- A typing of a graph may be seen in some sense as a classification of its nodes, with nodes in a class sharing the same properties.
- Such a property is that they “point to” (or are “pointed by”) nodes in particular classes.
For instance, consider Figure.
- A set of nodes forms the class employee. From an employee node, one can follow works on, leads and possibly consults edges to some nodes that form the class project.
- This is the basis for typing schemes for graph data based on “simulation” and “bisimulation”.
- A simulation S of (E, r) with (E’, r’) is a relation between the nodes of E and E’ such that:
- S(r, r’) and
- if S(s, s’) and E(s, t, l) for some s, s’, t, l, then there exists t’ with S(t, t’) and E’(s’, t’, l’).
- The intuition is that we can simulate moves in E by moves in E’.
- Given (E, r), (E’, r’), S is a bisimulation if S is a simulation of E with E’ and S-1 is a simulation of E’ with E.
- To further see how this relates to typing, take a very complex graph E.
- We can describe it with a “smaller” graph E’ that is a bisimulation of E.

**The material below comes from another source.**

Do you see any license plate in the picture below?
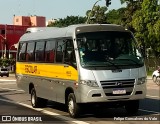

- There may be several bisimulations for E including more and more details.
- At one extreme, we have the graph consisting of a single node with a self-loop.
- At the other extreme, we have the graph E itself.
- This smaller graph E’ can consider as a type for the original graph E. In general, we say that some graph E has type E’ if there is a bisimulation of E and E’.